“Democracy,” said the great Baltimore journalist H.L. Mencken, “is the theory that the common people know what they want, and deserve to get it good and hard.”
So the people of the United States have decided they want four more years of President Barack Obama in the White House. And that is what they are going to get.
We congratulate the president on his victory over Mitt Romney and, for the sake of our country, we wish him success. But based on the first four years of his administration, there is reason to doubt he is up to the task.
Obama has spent much of the last four years blaming his predecessor, President George W. Bush, for the nation’s economic woes. Obama may have inherited a country toppling into recession. But his own mismanagement has prolonged the malaise. As the Wall Street Journal’s James Taranto notes, there’s no one left for Obama to blame but himself.
We are $6 trillion deeper in debt than when Obama took office, with little to show for the expense. Unemployment continues to hover around 8 percent, higher still if one accounts for those who have given up looking for work. Under Obama’s stimulus plan, the jobless rate was supposed to be approaching 5 percent by now.
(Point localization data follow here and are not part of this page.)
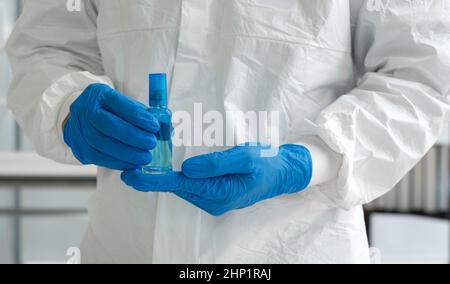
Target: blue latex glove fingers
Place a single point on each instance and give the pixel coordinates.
(117, 128)
(88, 155)
(115, 148)
(129, 110)
(109, 130)
(170, 182)
(238, 160)
(253, 178)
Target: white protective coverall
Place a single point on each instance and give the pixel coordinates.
(367, 82)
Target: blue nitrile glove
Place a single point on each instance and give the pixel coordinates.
(110, 130)
(234, 179)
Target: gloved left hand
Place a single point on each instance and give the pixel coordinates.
(234, 179)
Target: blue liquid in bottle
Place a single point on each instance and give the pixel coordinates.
(162, 154)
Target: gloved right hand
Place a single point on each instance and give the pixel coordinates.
(110, 130)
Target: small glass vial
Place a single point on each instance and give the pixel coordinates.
(162, 154)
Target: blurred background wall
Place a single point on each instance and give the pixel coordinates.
(43, 205)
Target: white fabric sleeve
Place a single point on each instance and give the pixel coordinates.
(386, 124)
(54, 55)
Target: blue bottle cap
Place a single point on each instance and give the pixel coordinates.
(157, 90)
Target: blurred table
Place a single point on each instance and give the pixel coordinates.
(19, 169)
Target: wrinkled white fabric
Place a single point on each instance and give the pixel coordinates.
(371, 81)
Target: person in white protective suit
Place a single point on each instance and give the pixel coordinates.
(364, 85)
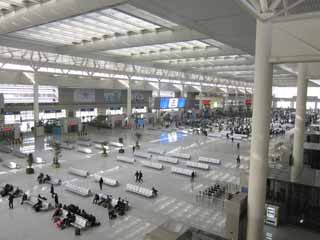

Businesses can cope with hard times, but they cannot handle uncertainty. Faced with confusion in tax policy and runaway regulation, they will sit on their money — it’s the least risky option.
The lack of clear direction from Washington over the last four years has left our business community fearful and uncertain. Business leaders have been afraid to take the risks needed to expand their companies, launch new ventures and create new jobs.
When Obama cannot persuade Congress to enact his policies on the environment, energy and other matters, he unleashes his regulatory agencies. Americans can expect more job-killing edicts coming from the Environmental Protection Agency and other unelected bureaucracies.